Until now, all FireBrick firmware has run on processors with only one or two cores.
But in future models, including the FB9000 (pre-orders open any day now) the architecture is multi core. This requires particular development attention to ensure all the cores work together; sharing information and resources but without blocking each other or stepping on each other's toes.
To support this, much of our code has needed to be fundamentally restructured.
The previous code was optimised for the abilities and constraints of the earlier, simpler, hardware and was carefully tuned over many years to extract maximum performance out of that hardware. But now, software has to be adapted to create a release that will run on both old and new FireBricks.
The FireBrick firmware is unusual because applications are built directly on top of our own operating system. Re-working a complex application to work efficiently on multiple cores would be a considerable undertaking on any operating system (major OS's have of course been dealing with the difficulties of multi-core operation for many years). But for FireBrick, we've also needed to develop, write and test the fundamental building blocks that the OS will provide for synchronisation across cores, as well as then re-writing and re-testing all the applications themselves.
This had to be done in a way that didn't harm performance on existing platforms or add too much of a maintenance burden going forward, which necessitated finding approaches that would result in efficient code for every model. This was by far the hardest part of the re-write - especially since some of our older platforms use the ARM 5 architecture which lacks a lot of the low level instructions (as this architecture isn't supported by Linux for SMP, it is fairly uncharted territory).
Our first attempts involved the liberal use of fairly conventional read/write mutexes around shared resources, but on some platforms this was unbearably slow. Our implementation has now been through several iterations - each one improving performance - until we have arrived at the fast and reliable code that is now in the 2.0 release. A large percentage of the system has been re-written, and hardly any components within our code-base were able to stay unchanged.
How has all this been tested?
This release has gone through the most rigorous (and longest) testing cycle of any FireBrick release to date.
A flexible automated test environment has been built to seek out problems and prove them eliminated. This runs a consistent set of tests (including throughput checks) on every new build with a variety of configurations across all platforms. Alongside the automated tests, we also use this environment to run bespoke manual tests to reproduce and resolve specific problems.
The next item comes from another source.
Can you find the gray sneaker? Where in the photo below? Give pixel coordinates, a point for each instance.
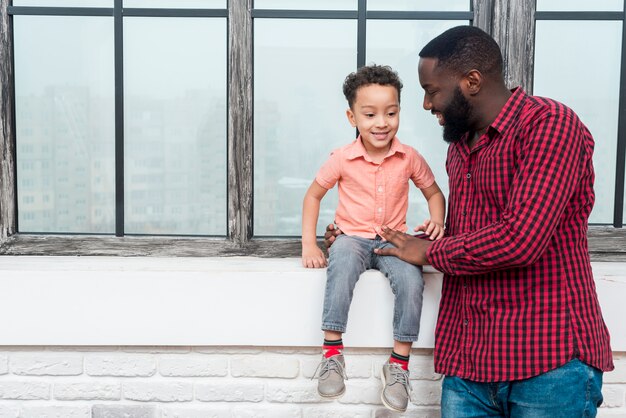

Additionally, we have been running prototype hardware in our production environment. The first customers were steered to a 9000 LNS running this software in January 2023. This allowed us to discover several real-life production issues, which have been fixed and extensively tested.
This release (on various FireBrick platforms) is routing all our broadband traffic. A number of our other internal systems have also been upgraded to prototype hardware, so for instance we know that real world BGP scenarios are working well with the new build.
We've also been testing new features for 2.0 including added functionality in the user interface and improved support for IPv6 features.
The result of all this is that, despite all the internal changes, 2.0 is our most stable and feature-rich software to date. And in general usage, it seems as fast or faster than the previous release across all platforms.